Sur les photographies diffusées par l'AFP, les chefs d'État ou de gouvernement semblent espacés d'au moins un mètre quand ils sont assis et portent un masque, notamment quand ils se parlent de manière rapprochée. Sauf sur certains clichés. Emmanuel Macron peut ainsi être aperçu non-masqué en train de s'étirer, "après une nuit de négociations" note la légende de l'AFP. De même que la chancelière allemande Angela Merkel et le Premier ministre polonais Mateusz Morawiecki.

Emmanuel Macron lors du Conseil européen des 10 et 11 décembre.
Emmanuel Macron lors du Conseil européen des 10 et 11 décembre. © Olivier HOSLET / POOL
Angela Merkel lors du Conseil européen des 10 et 11 décembre.
Angela Merkel lors du Conseil européen des 10 et 11 décembre. © Olivier HOSLET / POOL

Au moment de la minute de silence observée en hommage à Valéry Giscard d'Estaing, seulement 5 des 25 personnes présentes autour de la table principale portent par ailleurs un masque, comme en atteste une vidéo publiée par la représentation permanente de la France auprès de l'Union européenne.

Des dirigeants européens s'isolent

Plusieurs dirigeants européens se sont mis à l'isolement après l'annonce du diagnostic d'Emmanuel Macron, comme le président du Conseil européen Charles Michel, les Premiers ministres de la Belgique et du Portugal, Alexander De Croo et Antonio Costa, et le chef du gouvernement espagnol Pedro Sanchez.

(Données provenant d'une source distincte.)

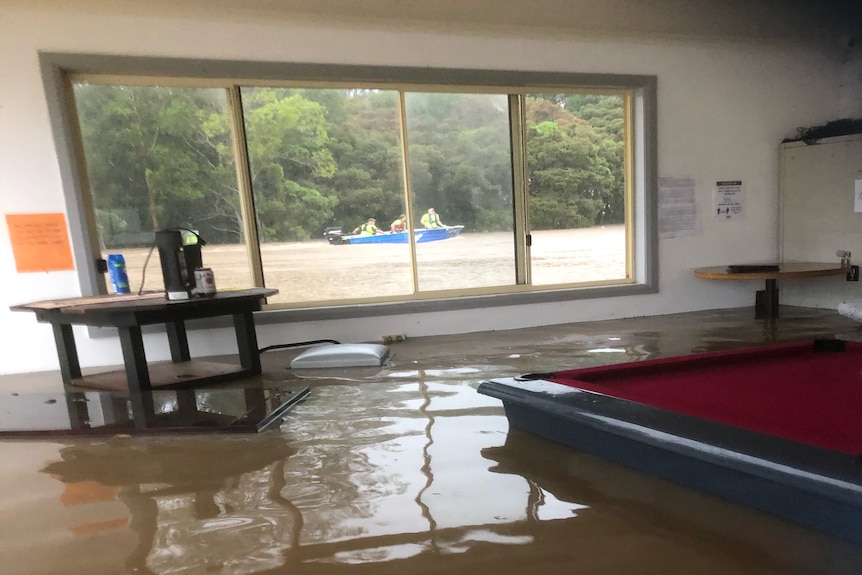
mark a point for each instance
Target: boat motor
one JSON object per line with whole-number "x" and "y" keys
{"x": 180, "y": 254}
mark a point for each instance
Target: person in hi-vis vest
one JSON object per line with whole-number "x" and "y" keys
{"x": 369, "y": 228}
{"x": 431, "y": 220}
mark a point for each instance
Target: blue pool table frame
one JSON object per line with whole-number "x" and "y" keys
{"x": 816, "y": 487}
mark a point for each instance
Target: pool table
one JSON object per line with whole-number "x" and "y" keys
{"x": 776, "y": 427}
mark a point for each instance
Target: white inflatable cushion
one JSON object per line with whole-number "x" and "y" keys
{"x": 342, "y": 355}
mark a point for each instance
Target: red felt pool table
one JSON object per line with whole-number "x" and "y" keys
{"x": 777, "y": 427}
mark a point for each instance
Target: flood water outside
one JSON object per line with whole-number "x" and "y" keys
{"x": 318, "y": 271}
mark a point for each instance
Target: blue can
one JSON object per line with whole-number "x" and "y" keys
{"x": 117, "y": 273}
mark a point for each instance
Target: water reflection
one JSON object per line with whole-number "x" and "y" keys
{"x": 405, "y": 471}
{"x": 358, "y": 473}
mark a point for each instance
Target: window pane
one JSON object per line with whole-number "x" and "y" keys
{"x": 460, "y": 159}
{"x": 161, "y": 158}
{"x": 323, "y": 162}
{"x": 576, "y": 177}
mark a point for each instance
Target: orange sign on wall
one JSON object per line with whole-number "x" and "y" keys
{"x": 40, "y": 242}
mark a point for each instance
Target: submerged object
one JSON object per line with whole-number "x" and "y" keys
{"x": 342, "y": 355}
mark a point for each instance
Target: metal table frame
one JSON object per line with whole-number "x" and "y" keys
{"x": 129, "y": 313}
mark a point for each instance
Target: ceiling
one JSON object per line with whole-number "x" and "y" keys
{"x": 757, "y": 20}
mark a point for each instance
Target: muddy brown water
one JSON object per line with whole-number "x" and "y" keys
{"x": 401, "y": 470}
{"x": 315, "y": 270}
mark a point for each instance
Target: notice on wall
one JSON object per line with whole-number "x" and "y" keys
{"x": 677, "y": 209}
{"x": 729, "y": 203}
{"x": 40, "y": 242}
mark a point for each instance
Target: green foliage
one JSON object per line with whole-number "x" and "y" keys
{"x": 164, "y": 157}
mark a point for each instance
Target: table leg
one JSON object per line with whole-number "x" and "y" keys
{"x": 769, "y": 307}
{"x": 143, "y": 408}
{"x": 178, "y": 341}
{"x": 67, "y": 352}
{"x": 246, "y": 340}
{"x": 134, "y": 358}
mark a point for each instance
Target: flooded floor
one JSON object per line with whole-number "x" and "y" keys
{"x": 404, "y": 469}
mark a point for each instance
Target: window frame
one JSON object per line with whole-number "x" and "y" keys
{"x": 59, "y": 70}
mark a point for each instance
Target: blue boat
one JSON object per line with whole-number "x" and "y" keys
{"x": 422, "y": 235}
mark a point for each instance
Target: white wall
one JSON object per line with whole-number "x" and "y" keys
{"x": 723, "y": 108}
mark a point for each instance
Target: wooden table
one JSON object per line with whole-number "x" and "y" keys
{"x": 766, "y": 303}
{"x": 129, "y": 312}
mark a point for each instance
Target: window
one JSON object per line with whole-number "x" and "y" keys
{"x": 294, "y": 184}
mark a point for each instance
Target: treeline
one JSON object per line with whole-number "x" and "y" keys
{"x": 164, "y": 157}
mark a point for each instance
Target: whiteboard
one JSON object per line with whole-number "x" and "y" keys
{"x": 817, "y": 217}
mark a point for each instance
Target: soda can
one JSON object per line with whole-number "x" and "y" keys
{"x": 204, "y": 282}
{"x": 117, "y": 273}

Xavier Bettel, le Premier ministre du Luxembourg, s'était isolé jeudi mais a annoncé ce vendredi avoir été testé négatif au coronavirus.

Dans une vidéo diffusée ce vendredi soir, Emmanuel Macron a assuré aller "bien" mais n'a pas précisé où il pense avoir été contaminé, soulignant seulement qu'il s'agissait "sans doute" d'un "moment de négligence", un "moment de 'pas de chance'".